The company now expects 2024 operating profit of $6.2 billion to $6.6 billion, compared with its earlier forecast of $6 billion to $6.5 billion. Adjusted earnings for the year are estimated at $3.80-$4.05 per share, compared with $2.95 per share in 2023.
Shares of the aerospace giant were up 4% in trading before the bell.
Earlier this month, GE completed its breakup into three companies focused on aviation, energy and healthcare.
Wall Street analysts have been bullish on the prospects of the aerospace business, with some calling it the “most appealing” of mega-cap U.S. aerospace companies.
Analysts say planemaker Boeing’s production challenges are also expected to be a near-term benefit for GE Aerospace as it increases demand for older engines and allows the company to supply more of its LEAP engines in the aftermarket.
The company has a dominant share in the engine market for narrowbody jets and enjoys a strong position in widebodies.
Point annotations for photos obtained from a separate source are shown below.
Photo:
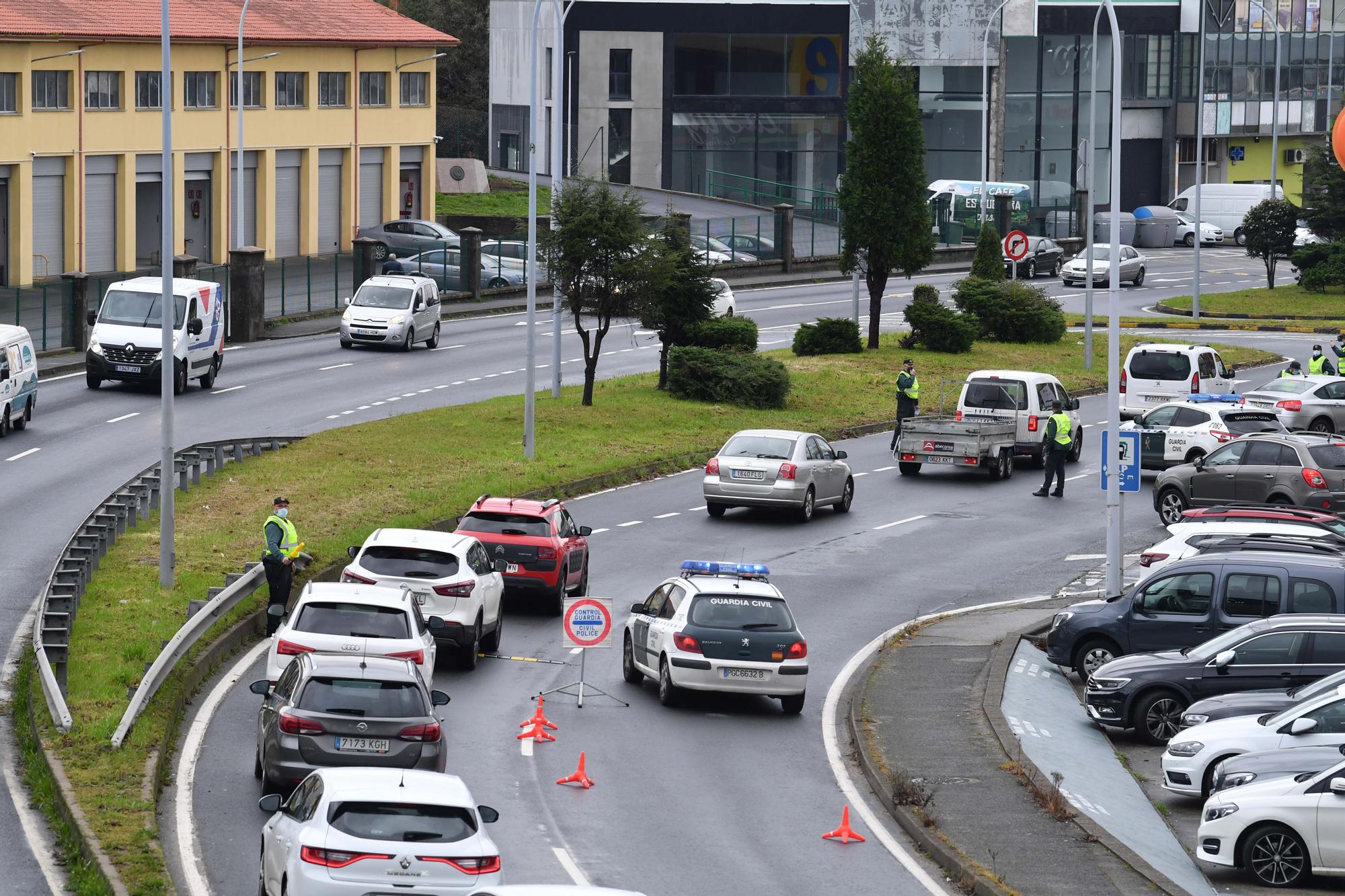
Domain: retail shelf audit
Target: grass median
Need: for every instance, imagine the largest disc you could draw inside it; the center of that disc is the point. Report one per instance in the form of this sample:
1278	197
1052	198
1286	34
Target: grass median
410	471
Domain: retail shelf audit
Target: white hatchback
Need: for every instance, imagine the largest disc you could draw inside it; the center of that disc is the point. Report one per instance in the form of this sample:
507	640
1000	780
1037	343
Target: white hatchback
338	618
450	576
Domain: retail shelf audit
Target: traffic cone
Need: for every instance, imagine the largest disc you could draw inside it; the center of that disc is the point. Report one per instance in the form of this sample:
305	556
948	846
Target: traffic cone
579	776
845	833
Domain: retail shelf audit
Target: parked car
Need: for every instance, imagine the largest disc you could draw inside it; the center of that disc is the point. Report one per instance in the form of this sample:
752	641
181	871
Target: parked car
1292	469
340	709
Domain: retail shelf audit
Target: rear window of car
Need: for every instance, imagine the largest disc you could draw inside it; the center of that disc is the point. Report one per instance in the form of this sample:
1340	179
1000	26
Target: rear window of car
743	614
362	698
408	563
353	620
506	524
1160	365
403	822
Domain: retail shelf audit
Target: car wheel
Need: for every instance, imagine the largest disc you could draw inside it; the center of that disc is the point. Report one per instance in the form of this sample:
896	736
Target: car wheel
1157	717
1276	856
630	673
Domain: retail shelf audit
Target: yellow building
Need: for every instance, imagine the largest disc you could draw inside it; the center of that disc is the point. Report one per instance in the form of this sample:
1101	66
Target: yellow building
338	130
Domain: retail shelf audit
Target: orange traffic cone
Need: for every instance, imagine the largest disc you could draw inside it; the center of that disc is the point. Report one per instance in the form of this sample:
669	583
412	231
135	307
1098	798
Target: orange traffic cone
579	776
845	833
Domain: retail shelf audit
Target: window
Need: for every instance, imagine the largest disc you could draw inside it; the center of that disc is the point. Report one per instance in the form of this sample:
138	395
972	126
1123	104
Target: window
50	89
416	88
619	76
200	91
291	89
147	91
373	89
103	91
332	89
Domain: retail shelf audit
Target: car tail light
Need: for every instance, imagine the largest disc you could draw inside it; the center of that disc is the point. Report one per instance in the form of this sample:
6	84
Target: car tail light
424	733
484	865
334	857
291	649
291	724
687	643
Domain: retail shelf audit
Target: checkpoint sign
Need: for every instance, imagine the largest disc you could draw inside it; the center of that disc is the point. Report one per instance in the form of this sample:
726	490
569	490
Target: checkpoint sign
588	622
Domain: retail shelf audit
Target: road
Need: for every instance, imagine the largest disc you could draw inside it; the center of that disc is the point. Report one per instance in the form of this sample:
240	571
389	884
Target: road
88	443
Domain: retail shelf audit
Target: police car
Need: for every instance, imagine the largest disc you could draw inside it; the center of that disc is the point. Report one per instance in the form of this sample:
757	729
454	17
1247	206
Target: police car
1182	431
719	626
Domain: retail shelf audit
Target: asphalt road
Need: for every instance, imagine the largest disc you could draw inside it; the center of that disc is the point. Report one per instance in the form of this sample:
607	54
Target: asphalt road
83	444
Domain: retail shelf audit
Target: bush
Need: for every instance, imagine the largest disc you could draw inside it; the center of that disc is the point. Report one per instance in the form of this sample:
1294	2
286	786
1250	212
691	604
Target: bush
828	337
742	378
724	333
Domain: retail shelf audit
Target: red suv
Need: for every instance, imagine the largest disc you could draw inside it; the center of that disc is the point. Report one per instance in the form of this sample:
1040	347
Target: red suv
545	551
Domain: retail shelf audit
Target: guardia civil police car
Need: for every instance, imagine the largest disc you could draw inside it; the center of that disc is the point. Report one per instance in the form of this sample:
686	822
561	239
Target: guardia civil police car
1179	432
719	626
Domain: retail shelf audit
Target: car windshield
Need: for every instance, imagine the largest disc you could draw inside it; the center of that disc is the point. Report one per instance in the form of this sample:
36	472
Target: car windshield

More than 70% of its commercial engine revenue comes from parts and services.
The business has been benefiting from a surge in demand for after-market services as a strong rebound in travel and a shortage of aircraft due to production and engine issues has forced carriers to keep older jets in the air for longer.
CFM International, GE’s joint venture with Safran, is the sole supplier to Boeing’s 737 MAX family of jets, which are currently being produced at a lower rate due to an ongoing safety crisis.
Engine makers typically sell engines to airlines at a discount and recoup the money by selling parts and services over the life of the engine.
“We have yet to see a pick up in older GE powered aircraft being retired, as the supply/demand imbalance in new aircraft deliveries is being exacerbated by the 737 ramp halt and the GTF (geared turbofan) engine recall,” Vertical Research Partners analyst Robert Stallard wrote in a note earlier this month.
Last month, GE Aerospace forecast an operating profit of about $10 billion in 2028.
On Tuesday, GE Aerospace said GE’s first-quarter adjusted profit, which included results for both aerospace and energy businesses, rose 76% to $1.5 billion, or 82 cents per share. The energy business GE Vernova completed its spin-off on April 2.